Ungekündigte Stellung - schlechtere Aussichten auf den Job?
Früher, vor 20 Jahren, hat man gesagt, dass man bessere Aussichten hat einen Job zu bekommen, wenn man in die Bewerbung mit reingeschrieben hat, dass man in ungekündigter Stellung ist. Arbeitslose wurden da eher seltener zu einem Vorstellungsgespräch eingeladen als Leute, die sich einfach nur verändern wollten. In den heutigen Stellenangeboten steht aber heute oft, dass Bewerber, die Arbeitslosengeld beziehen bevorzugt behandelt werden.
Früher galt wohl eine ungekündigte Stellung so viel, weil es Zuverlässigkeit ausstrahlte und man eben damit einen Arbeitnehmer bekam, der sich nicht auf die "faule Haut" legt und arbeiten will.
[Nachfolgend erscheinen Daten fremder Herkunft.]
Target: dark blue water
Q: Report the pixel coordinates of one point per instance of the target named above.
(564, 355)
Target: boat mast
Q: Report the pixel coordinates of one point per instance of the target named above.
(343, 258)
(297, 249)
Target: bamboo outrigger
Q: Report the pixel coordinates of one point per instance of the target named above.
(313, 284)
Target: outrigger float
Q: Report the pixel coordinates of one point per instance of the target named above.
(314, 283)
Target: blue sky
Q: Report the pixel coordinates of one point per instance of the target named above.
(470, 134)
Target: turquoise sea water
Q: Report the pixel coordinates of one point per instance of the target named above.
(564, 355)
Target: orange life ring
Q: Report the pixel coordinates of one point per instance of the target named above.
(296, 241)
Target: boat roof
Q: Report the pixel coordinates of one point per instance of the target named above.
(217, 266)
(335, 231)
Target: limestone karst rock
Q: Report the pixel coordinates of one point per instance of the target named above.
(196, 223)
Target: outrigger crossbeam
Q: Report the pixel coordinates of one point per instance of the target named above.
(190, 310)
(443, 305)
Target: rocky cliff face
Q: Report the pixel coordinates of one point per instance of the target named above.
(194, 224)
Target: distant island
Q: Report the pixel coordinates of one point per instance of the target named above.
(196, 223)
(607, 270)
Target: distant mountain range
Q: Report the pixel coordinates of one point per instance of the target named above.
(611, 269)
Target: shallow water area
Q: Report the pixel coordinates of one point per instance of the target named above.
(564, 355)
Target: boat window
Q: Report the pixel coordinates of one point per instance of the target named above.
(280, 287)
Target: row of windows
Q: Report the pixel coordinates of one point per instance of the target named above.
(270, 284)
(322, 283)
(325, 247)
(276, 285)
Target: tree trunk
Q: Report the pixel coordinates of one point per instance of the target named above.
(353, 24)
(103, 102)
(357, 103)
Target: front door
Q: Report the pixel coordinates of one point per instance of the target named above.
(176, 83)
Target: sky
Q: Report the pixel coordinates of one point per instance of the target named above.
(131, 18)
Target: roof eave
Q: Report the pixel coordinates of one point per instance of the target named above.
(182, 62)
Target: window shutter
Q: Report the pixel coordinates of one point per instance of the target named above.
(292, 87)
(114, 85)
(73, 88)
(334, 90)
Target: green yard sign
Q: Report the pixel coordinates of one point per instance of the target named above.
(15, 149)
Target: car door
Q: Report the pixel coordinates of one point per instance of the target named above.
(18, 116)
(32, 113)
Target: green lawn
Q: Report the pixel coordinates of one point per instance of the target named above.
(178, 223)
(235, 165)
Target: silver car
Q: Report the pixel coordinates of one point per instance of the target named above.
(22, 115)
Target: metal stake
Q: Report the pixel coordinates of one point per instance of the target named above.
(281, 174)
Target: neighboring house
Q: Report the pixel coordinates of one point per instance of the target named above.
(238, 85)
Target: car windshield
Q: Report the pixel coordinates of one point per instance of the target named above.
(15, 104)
Ein Bekannter von mir hat sich beim Arbeitsamt als arbeitssuchend gemeldet, weil er sich beruflich verändern will. Er bekommt keine Bezüge vom Arbeitsamt und da wurde ihm schon von dem Arbeitsvermittler gesagt, dass es schwer sein wird, wenn er eine neue Stellung haben will. Denn meist werden Leute bevorzugt, die Bezüge vom Arbeitsamt bekommen.
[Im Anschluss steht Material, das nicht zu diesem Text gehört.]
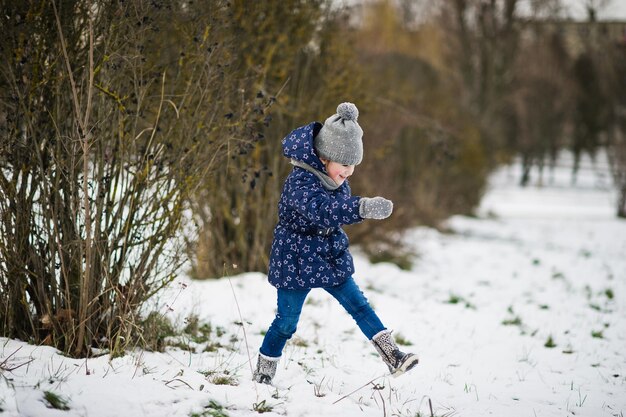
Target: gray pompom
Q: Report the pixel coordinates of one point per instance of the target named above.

Denkt ihr, dass man heute wirklich weniger die Chance hat sich beruflich zu verändern, wenn man in ungekündigter Stellung ist? Wie sollte man denn in der Bewerbung die Formulierung machen, dass man eben nicht sofort in der Firma anfangen kann, weil man eben auch noch in einer festen Anstellung arbeitet? Sollte man heute wirklich froh sein, wenn man Arbeit hat und dann in dieser Firma bleiben, auch wenn man sich verändern will, weil man einfach keine Chance hat?
Ehrlich gesagt habe ich noch nie eine Stellenanzeige gelesen, bei der explizit steht, dass Arbeitslose bevorzugt behandelt werden würden. Es kann durchaus sein, gerade bei öffentlichen Arbeitgebern, dass in den Anzeigen geschrieben wird, dass Frauen oder Männer (je nach Branche) bevorzugt behandelt werden. Ebenso schwerbehinderte Bewerber, was sogar in Anzeigen von Unternehmen aus der Privatwirtschaft vereinzelt zu finden wäre. Wohingegen bei Arbeitslosen ich mir so was höchstens bei geförderten Projekten vorstellen könnte. Und dann würde ich eher annehmen, dass diese ihre potentiellen Bewerber direkt vom Arbeitsamt empfehlen lassen.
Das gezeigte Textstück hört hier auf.